The George Sand-Gustave Flaubert Letters eBook

This eBook from the Gutenberg Project consists of approximately 452 pages of information about The George Sand-Gustave Flaubert Letters.

The George Sand-Gustave Flaubert Letters eBook

This eBook from the Gutenberg Project consists of approximately 452 pages of information about The George Sand-Gustave Flaubert Letters.

Dear Madam,

Your note of this morning reassures me a little.  But that of last night had absolutely upset me.

I beg you to give me very frequent news of your dear mother-in-law.

Embrace her for me and believe that I am

Your very devoted

Gustave Flaubert

Beginning with the middle of next week, about Wednesday or Thursday,
I shall be at Croisset.

Saturday morning, 3d June, 1876.

CCCXVI.  To MAURICE SAND Croisset, Sunday, 24 June, 1876

You had prepared me, my dear Maurice, I wanted to write to you, but I was waiting till you were a little freer, more alone.  Thank you for your kind thought.
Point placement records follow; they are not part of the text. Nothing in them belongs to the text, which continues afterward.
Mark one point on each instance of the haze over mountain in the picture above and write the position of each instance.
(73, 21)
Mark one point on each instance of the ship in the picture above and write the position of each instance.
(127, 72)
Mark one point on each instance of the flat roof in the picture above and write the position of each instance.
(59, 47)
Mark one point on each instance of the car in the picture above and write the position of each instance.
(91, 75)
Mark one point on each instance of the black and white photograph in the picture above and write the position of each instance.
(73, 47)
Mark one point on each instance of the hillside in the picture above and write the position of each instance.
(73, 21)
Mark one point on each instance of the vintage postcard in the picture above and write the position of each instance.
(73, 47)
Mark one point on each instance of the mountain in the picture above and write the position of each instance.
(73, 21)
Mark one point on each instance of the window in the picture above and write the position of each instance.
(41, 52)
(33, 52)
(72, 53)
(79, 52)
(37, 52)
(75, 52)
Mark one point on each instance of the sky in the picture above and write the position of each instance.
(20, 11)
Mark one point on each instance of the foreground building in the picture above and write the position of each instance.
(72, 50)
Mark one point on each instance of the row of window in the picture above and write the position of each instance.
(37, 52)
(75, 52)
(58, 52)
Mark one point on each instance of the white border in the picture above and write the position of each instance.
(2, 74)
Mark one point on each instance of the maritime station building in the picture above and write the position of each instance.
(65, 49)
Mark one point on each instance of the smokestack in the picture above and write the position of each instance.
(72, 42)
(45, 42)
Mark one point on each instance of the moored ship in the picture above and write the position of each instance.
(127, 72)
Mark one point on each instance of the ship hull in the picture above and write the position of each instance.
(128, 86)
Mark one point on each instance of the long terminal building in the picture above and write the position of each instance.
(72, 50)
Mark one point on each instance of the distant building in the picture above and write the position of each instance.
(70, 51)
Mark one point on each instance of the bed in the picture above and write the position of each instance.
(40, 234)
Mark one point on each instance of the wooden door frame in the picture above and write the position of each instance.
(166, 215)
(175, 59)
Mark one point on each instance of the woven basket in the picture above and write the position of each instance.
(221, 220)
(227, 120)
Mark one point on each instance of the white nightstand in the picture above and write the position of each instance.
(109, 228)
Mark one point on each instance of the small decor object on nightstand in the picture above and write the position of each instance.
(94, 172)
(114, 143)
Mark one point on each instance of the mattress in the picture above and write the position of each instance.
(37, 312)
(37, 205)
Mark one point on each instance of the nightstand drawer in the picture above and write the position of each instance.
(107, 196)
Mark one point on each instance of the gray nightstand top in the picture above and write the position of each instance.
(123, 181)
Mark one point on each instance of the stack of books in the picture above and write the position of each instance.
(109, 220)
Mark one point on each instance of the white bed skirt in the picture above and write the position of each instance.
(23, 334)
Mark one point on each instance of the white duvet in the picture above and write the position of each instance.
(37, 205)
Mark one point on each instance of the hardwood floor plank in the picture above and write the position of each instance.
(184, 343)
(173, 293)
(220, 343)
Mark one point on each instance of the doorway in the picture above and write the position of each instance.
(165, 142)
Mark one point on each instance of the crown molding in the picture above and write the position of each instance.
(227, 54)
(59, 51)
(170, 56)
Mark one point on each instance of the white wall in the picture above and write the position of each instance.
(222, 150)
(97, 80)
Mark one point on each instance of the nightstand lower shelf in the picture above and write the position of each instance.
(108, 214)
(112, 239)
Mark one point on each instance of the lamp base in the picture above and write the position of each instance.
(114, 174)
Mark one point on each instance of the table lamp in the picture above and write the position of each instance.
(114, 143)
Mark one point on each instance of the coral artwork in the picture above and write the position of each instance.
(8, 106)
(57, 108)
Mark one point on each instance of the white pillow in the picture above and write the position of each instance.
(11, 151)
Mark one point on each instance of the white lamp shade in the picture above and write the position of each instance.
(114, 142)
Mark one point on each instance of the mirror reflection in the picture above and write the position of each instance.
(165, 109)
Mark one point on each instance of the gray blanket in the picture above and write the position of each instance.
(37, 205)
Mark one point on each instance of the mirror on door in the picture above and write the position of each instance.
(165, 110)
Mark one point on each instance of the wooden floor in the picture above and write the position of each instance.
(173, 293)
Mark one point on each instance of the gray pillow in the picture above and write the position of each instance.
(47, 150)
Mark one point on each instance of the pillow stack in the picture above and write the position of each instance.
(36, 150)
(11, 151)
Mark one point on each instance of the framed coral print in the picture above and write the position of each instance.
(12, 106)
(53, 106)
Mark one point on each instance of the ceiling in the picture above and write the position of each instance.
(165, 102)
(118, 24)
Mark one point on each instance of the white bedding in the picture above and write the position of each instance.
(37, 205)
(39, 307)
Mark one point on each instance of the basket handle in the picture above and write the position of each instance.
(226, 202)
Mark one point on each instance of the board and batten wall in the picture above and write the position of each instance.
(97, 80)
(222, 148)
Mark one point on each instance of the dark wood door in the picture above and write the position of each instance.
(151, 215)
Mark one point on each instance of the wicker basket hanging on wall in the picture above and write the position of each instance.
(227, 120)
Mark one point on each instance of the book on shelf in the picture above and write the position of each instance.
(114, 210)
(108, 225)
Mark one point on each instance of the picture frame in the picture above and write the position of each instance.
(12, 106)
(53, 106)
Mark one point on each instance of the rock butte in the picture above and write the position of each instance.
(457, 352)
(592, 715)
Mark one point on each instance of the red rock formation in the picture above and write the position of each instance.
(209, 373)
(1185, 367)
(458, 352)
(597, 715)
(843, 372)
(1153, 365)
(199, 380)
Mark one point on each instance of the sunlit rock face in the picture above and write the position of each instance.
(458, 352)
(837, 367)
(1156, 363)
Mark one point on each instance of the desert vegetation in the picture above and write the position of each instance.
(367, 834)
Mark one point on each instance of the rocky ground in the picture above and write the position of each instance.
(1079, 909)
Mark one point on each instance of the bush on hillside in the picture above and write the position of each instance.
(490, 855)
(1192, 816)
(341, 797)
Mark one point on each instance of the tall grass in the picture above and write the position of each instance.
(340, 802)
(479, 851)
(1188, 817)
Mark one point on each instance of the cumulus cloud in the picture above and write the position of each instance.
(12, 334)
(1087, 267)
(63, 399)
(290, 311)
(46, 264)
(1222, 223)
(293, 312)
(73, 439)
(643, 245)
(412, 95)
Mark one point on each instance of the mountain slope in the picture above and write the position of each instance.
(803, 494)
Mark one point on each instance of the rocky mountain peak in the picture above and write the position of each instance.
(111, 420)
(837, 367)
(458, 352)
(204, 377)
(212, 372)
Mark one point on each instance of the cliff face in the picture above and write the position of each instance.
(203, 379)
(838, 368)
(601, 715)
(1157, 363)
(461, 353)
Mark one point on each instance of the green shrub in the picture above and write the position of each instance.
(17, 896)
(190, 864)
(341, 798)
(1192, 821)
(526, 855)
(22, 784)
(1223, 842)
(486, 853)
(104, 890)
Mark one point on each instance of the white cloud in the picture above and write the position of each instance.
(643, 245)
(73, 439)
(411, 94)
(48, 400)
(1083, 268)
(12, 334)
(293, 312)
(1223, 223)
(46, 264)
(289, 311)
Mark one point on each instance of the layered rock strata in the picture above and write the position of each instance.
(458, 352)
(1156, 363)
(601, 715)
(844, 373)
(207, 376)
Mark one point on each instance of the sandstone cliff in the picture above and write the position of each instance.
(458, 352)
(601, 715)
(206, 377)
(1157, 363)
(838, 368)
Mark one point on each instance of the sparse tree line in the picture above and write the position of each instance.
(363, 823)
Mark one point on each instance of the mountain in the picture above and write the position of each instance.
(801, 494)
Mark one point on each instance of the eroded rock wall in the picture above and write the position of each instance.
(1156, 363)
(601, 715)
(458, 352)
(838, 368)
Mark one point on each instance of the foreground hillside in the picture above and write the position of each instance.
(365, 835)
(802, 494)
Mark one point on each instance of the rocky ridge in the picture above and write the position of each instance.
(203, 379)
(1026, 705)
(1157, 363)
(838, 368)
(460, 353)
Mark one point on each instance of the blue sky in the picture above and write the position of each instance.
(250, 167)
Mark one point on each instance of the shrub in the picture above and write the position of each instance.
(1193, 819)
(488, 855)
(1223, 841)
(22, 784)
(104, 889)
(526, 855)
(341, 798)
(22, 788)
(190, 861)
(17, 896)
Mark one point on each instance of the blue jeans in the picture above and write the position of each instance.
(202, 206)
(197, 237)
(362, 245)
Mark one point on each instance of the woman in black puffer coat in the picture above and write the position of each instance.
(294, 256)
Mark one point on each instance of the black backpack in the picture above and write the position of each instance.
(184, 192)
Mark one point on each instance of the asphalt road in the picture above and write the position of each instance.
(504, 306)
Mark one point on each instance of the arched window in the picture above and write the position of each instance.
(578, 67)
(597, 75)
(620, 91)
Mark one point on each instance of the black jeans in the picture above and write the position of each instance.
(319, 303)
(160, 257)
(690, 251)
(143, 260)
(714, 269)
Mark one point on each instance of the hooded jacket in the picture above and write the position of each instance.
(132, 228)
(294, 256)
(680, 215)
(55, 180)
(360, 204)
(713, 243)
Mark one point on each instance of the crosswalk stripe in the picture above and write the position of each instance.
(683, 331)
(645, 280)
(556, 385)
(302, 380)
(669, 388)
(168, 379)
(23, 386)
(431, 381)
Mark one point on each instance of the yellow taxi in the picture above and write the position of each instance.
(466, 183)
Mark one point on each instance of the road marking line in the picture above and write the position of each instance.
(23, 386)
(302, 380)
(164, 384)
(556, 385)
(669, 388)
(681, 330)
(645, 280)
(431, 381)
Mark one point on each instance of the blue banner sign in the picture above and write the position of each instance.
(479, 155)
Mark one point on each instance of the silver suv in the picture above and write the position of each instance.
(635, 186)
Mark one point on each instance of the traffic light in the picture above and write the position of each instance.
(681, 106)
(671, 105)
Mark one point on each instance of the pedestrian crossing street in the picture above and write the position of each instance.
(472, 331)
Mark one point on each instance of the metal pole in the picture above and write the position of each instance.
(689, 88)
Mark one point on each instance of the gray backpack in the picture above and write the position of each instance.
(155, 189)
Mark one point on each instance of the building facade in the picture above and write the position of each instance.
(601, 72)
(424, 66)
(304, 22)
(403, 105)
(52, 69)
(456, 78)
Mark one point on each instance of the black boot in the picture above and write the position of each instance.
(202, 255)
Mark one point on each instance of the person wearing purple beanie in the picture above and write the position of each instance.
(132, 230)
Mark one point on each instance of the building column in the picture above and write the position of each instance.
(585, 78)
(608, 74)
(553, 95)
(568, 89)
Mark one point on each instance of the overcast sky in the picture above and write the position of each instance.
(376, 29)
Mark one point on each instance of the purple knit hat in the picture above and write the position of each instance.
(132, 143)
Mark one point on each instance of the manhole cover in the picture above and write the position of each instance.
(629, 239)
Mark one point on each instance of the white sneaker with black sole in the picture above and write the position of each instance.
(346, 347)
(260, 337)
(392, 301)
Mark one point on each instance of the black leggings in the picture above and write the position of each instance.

Yes, we understood each other, yonder! (And if I did not remain longer, it is because my comrades dragged me away.) It seemed to me that I was burying my mother the second time.  Poor, dear, great woman!  What genius and what heart!  But she lacked nothing, it is not she whom we must pity.

What is to become of you?  Shall you stay in Nohant?  That good old house must seem horribly empty to you!  But you, at least, are not alone!  You have a wife...a rare one! and two exquisite children.  While I was with you, I had, over and above my grief, two desires:  to run off with Aurore and to kill M. Marx.[Footnote:  A reporter for le Figaro.] There you have the truth, it is unnecessary to make you see the psychology of the thing.  I received yesterday a very sympathetic letter from good Tourgueneff.  He too loved her.  But then, who did not love her?  If you had seen in Paris the anguish of Martine![Footnote:  George Sand’s maid.] That was distressing.

Plauchut is still in Nohant, I suppose.  Tell him that I love him because I saw him shed so many tears.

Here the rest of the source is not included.